I love slow cooker recipes. Especially when they don’t require a ton of prep work. I love throwing ingredients in my slow cooker in the morning and coming home at the end of the day to a delicious meal. This meal does require a couple of minutes of work about 25 minutes before you’re ready to eat, but nothing too strenuous. And this recipe is a great sub for chicken potpie.
- 8 ounces baby bella mushrooms
- 2 cups baby carrots
- 4 tsp minced garlic *
- 2/3 cup flour
- 1 tsp dried thyme leaf or 2 sprigs fresh thyme
- 1 bay leaf
- 1 ½ tsp salt
- ¼ teaspoon pepper
- 40 oz bag honey gold potatoes or fingerling potatoes
- 1 TBS olive oil
- 1 cup frozen peas
- 1 cup frozen green beans
- 1/3 cup unsweetened soy-milk
- Package of 8 reduced fat crescent rolls
Halve mushrooms, larger baby carrots and potatoes.
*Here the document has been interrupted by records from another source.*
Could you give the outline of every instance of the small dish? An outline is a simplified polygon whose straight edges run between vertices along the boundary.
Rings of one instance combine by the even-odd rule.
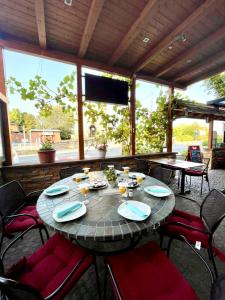
[[[44,194],[50,197],[64,194],[69,191],[69,187],[67,185],[57,185],[53,187],[49,187],[44,190]]]
[[[65,215],[64,217],[62,218],[59,218],[57,217],[57,213],[60,212],[61,210],[63,209],[67,209],[75,204],[81,204],[81,207],[77,210],[75,210],[74,212],[71,212],[67,215]],[[56,222],[68,222],[68,221],[72,221],[72,220],[75,220],[75,219],[78,219],[80,218],[81,216],[83,216],[84,214],[86,214],[86,211],[87,211],[87,208],[85,206],[84,203],[80,202],[80,201],[66,201],[65,203],[62,203],[60,205],[57,205],[55,207],[55,209],[53,210],[53,213],[52,213],[52,216],[53,216],[53,219],[56,221]]]
[[[144,212],[145,216],[139,216],[134,213],[127,204],[130,204],[132,207]],[[135,200],[128,200],[122,203],[117,212],[122,217],[132,220],[132,221],[144,221],[146,220],[151,214],[151,207],[143,202],[135,201]]]
[[[171,190],[159,185],[146,186],[144,191],[155,197],[167,197],[172,193]]]
[[[137,177],[142,177],[143,179],[146,177],[145,174],[139,173],[139,172],[130,172],[129,173],[130,178],[137,178]]]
Combine mushrooms, carrots, garlic, 1/3 cup flour, thyme, bay leaf, 1 tsp salt, ¼ tsp pepper and 1 cup water in a 4 to 6 quart slow cooker. Mix to combine.
* Not a garlic fan? Garlic can be replaced with 1 medium onion as shown below.
Top with halved potatoes.
Drizzle olive oil over potatoes.
Cover and cook 7 to 8 hours on low.
Twenty five minutes before serving preheat oven according to crescent roll package directions.
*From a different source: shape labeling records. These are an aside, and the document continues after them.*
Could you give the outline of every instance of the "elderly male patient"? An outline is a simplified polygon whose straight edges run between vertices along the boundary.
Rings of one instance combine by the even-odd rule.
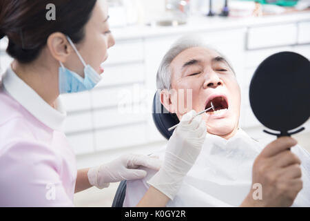
[[[200,40],[180,39],[163,59],[157,87],[163,105],[178,119],[211,102],[215,107],[203,114],[207,133],[201,152],[167,206],[310,206],[309,153],[289,137],[262,146],[238,127],[240,89],[218,52]],[[180,95],[187,90],[189,99]],[[163,159],[165,148],[152,155]],[[144,179],[127,182],[124,206],[136,206],[147,191],[156,173],[147,171]]]

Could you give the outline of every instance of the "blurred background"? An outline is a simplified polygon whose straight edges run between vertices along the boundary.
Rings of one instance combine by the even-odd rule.
[[[254,115],[251,78],[258,64],[280,51],[310,59],[310,0],[108,0],[116,45],[109,50],[103,81],[90,92],[62,95],[65,131],[78,169],[129,153],[149,154],[167,140],[151,115],[156,74],[163,55],[184,35],[202,37],[226,55],[242,91],[240,126],[263,143],[275,139]],[[211,6],[211,7],[210,7]],[[0,75],[12,59],[0,41]],[[310,86],[309,86],[310,88]],[[310,151],[310,121],[293,137]],[[111,206],[118,183],[75,195],[77,206]]]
Divide sheet of crescent rolls into four large rectangles (two triangles together). Using two baking sheets, lay two rectangles on each sheet. Cook according to time listed on package (typically around 10 minutes)
Once the crescent rolls are in the oven, add frozen peas, green beans, 1/3 cup flour, ½ tsp salt and 1/3 cup soy-milk to the slow cooker. Stir to combine. At this time potatoes can be broken up. I like to slice and slightly mash a few before serving.
Replace lid until heated through (about 10 minutes).
Divide into four bowls. Place 1 rectangle (2 triangles) of crescent roll over each bowl.